Premièrement, la donne géopolitique sur la scène internationale a changé de fond en comble. Or, nous avons hérité d'une période historique révolue tout le système de gestion des relations internationales, y compris les principales structures et organisations internationales, ainsi que l'ensemble des règles et procédures. A l'heure actuelle, ce système est presque totalement inadéquat, et il constitue même plutôt un facteur déstabilisant supplémentaire dans le monde. Cependant, la nécessité de créer un nouveau système d'organisations internationales et un nouveau droit international est mal perçue par les élites politiques de la plupart des pays. De surcroît, elle rencontre une forte opposition de la part des élites anciennes. Le système formalisé de gestion des relations internationales, qui desservait la géopolitique de la guerre froide, s'est avéré plus fort que son contenu politique. Son inertie empêche dans une grande mesure de créer un système juridique et d'organisations internationales qui serait adapté à notre nouvelle époque.
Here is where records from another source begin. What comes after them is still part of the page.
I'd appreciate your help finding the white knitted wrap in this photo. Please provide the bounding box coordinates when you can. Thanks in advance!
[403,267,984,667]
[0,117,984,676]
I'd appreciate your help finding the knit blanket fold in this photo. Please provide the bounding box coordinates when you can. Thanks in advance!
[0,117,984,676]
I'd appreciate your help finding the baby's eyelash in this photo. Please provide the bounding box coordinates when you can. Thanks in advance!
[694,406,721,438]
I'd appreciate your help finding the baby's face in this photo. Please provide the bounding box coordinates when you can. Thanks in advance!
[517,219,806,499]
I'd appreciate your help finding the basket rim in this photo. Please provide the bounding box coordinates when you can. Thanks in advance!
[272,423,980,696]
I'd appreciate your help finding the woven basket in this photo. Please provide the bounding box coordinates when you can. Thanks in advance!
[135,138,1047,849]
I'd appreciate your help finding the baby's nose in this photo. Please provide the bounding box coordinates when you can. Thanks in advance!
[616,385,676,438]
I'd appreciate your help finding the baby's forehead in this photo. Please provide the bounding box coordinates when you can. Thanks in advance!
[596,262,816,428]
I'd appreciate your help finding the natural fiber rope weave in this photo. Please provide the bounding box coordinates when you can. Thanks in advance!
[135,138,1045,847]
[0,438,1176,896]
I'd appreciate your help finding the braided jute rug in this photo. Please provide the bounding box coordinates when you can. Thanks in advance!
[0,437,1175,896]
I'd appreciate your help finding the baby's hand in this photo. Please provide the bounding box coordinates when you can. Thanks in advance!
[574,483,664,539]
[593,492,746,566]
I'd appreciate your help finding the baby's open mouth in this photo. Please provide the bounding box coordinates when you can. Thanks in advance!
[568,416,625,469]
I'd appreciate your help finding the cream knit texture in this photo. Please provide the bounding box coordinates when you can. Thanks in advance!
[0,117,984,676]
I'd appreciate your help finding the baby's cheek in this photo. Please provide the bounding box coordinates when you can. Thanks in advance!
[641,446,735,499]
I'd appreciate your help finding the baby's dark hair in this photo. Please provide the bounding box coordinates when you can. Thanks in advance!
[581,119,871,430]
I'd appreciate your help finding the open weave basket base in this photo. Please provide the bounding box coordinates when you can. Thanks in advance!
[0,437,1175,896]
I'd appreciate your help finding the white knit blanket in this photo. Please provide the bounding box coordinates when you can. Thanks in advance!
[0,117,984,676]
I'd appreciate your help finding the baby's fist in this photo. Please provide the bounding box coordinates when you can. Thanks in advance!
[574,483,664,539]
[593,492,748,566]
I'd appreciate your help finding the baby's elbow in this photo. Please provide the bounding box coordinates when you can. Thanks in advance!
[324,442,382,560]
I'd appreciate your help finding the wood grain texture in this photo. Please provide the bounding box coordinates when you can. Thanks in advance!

Deuxièmement, les éléments d'improvisation se sont multipliés dans la politique des principales puissances mondiales. Le monde vit aujourd'hui une époque d'impromptus politiques, qui ont remplacé presque universellement les différentes stratégies nationales en matière de politique extérieure. L'incohérence du monde ne cesse de croître, l'imprévisibilité de son développement a largement dépassé les limites au-delà desquelles la sécurité n'est plus garantie. La seule superpuissance existante, à savoir les Etats-Unis, s'est révélée peu préparée à jouer un rôle de soliste, à assumer une responsabilité non partagée à l'échelle mondiale. Elle s'est mise, dans une grande mesure, à ramener son leadership objectif à une domination vulgaire. Résultat, les Etats-Unis ont commencé à perdre leur influence en tant que modèle attrayant de développement social.
Ce sont différents mouvements et forces destructeurs, de l'islam extrémiste au nationalisme ethnique et étatique, qui prétendent à présent jouer le rôle de modèles à suivre. Par conséquent, la politique des grands pays, notamment de la Russie et des Etats-Unis, est devenue plus réactive, rappelant le mécanisme d'une réaction en chaîne, ce qui a réduit considérablement les possibilités de coopération. Les élites ont même évoqué l'éventualité d'une nouvelle guerre froide. Par ailleurs, la structure régionale traditionnelle, qui avait constitué pendant des décennies la base de la politique internationale et du marché économique extérieur, a fait faillite.
Les processus globaux jouent à présent un rôle incomparablement plus important qu'auparavant, c'est eux qui définissent aujourd'hui les paramètres du développement régional, de la sécurité et de la stabilité régionales. La participation aux processus globaux et non pas régionaux détermine aujourd'hui plus que jadis le rôle et l'importance de tel ou tel pays. Les élites nationales de la plupart des Etats cherchent à dépasser le cadre de leurs régions. Les pays qui misent, politiquement et économiquement, sur le régionalisme, restent aux portes de la politique mondiale.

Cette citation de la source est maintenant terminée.